Question: Joint products are accounted for using the NRV method. The company's production process follows: (1) In the first stage, the raw milk is processed into

Joint products are accounted for using the NRV method.

The company's production process follows: (1) In the first stage, the raw milk is processed into pasteurized milk. (2) In the second stage, the pasteurized milk is processed further into plain yogurt, vanilla yogurt, and whey.

DIRECT MATERIALS INPUTS
Input Gallons Cost per gallon Total direct materials cost
Raw milk (stage 1) 150,000 $ 3.25 $ 487,500
Vanilla (stage 2) 100 $ 250.00 $ 25,000
Total 150,100
CONVERSION INPUTS
Input Fixed conversion cost Variable conversion cost Total conversion cost
stage 1 $ 16,000 $ 44,000 $ 60,000
stage 2 $ 12,000 $ 8,000 $ 20,000
FINAL OUTPUTS
Product Gallons Sales price per gallon Packaging cost per gallon Total sales Total packaging cost
Plain yogurt 50,000 $ 5.00 $ 0.15 $ 250,000 $ 7,500
Vanilla yogurt 70,100 $ 6.00 $ 0.15 $ 420,600 $ 10,515
Whey 20,000 $ 0.25 $ 0.05 $ 5,000 $ 1,000
Shrinkage (evaporation) 10,000 N/A N/A N/A N/A
Total 150,100 $ 675,600 $ 19,015

What is the total amount of joint costs allocated to the whey?

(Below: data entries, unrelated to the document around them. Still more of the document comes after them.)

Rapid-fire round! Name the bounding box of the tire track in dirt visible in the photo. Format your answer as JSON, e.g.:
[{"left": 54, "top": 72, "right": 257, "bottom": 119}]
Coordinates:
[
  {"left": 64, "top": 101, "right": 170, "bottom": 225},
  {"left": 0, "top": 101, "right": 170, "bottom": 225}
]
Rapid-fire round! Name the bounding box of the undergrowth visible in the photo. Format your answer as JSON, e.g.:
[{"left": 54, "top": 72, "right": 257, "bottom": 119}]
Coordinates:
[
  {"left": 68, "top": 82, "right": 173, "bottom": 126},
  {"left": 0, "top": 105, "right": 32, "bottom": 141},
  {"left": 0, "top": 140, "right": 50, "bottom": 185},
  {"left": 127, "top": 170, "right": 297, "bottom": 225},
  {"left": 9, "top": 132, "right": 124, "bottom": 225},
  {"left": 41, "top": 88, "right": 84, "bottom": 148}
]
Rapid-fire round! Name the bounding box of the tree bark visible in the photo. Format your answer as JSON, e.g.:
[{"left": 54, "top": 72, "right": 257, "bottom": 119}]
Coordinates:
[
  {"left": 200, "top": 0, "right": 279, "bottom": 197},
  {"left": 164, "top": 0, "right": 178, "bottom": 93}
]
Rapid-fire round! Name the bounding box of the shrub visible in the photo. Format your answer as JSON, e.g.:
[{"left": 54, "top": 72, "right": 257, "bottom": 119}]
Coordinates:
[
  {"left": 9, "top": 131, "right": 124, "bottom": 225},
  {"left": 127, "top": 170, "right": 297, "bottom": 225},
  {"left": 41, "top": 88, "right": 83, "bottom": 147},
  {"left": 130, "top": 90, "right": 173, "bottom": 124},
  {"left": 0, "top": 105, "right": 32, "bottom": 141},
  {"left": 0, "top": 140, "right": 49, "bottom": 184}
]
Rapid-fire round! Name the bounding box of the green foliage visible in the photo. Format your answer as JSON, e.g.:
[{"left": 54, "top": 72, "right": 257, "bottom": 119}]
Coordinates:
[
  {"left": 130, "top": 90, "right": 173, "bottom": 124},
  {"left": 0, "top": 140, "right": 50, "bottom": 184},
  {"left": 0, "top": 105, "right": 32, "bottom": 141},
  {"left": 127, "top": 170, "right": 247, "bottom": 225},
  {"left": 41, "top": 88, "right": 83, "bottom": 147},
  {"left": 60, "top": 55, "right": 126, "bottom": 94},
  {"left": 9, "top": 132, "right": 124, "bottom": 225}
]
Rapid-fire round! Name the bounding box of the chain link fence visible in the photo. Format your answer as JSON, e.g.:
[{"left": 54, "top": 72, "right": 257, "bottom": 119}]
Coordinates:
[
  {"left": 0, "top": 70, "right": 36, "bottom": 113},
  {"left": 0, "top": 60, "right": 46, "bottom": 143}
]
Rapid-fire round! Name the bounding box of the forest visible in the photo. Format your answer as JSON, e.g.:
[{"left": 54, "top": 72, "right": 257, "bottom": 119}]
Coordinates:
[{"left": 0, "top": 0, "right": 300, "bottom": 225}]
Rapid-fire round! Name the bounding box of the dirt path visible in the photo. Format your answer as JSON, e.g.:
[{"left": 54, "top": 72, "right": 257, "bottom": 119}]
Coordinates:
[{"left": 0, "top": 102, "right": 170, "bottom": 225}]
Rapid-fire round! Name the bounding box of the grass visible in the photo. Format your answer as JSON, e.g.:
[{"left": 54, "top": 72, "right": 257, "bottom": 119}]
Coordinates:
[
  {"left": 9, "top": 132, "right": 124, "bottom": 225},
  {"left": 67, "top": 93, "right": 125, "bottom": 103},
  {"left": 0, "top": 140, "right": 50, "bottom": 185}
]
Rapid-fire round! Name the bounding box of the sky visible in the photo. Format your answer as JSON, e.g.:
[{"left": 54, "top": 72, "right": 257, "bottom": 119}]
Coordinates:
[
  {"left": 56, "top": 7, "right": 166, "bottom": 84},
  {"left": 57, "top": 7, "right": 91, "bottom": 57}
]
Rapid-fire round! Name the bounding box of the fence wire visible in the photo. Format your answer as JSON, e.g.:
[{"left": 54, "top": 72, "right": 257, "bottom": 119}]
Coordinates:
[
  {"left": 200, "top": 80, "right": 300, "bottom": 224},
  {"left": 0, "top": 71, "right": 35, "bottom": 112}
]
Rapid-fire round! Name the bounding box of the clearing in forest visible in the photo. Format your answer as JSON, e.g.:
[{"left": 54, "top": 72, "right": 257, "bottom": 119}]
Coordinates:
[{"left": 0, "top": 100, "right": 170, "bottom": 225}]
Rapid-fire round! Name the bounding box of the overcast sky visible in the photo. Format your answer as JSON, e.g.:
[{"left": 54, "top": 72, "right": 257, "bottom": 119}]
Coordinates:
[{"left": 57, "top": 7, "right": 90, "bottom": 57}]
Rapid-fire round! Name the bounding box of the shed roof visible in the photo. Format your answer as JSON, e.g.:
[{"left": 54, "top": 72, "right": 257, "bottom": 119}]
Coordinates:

What is the total cost per gallon of the vanilla yogurt?

A local cheese manufacturer has offered to buy all of Wanda's Dairy Co.'s pasteurized milk for the month at a sales price of $4.40 per gallon. What is the change in the company's profits if they choose to sell the pasteurized milk rather than the yogurt and whey?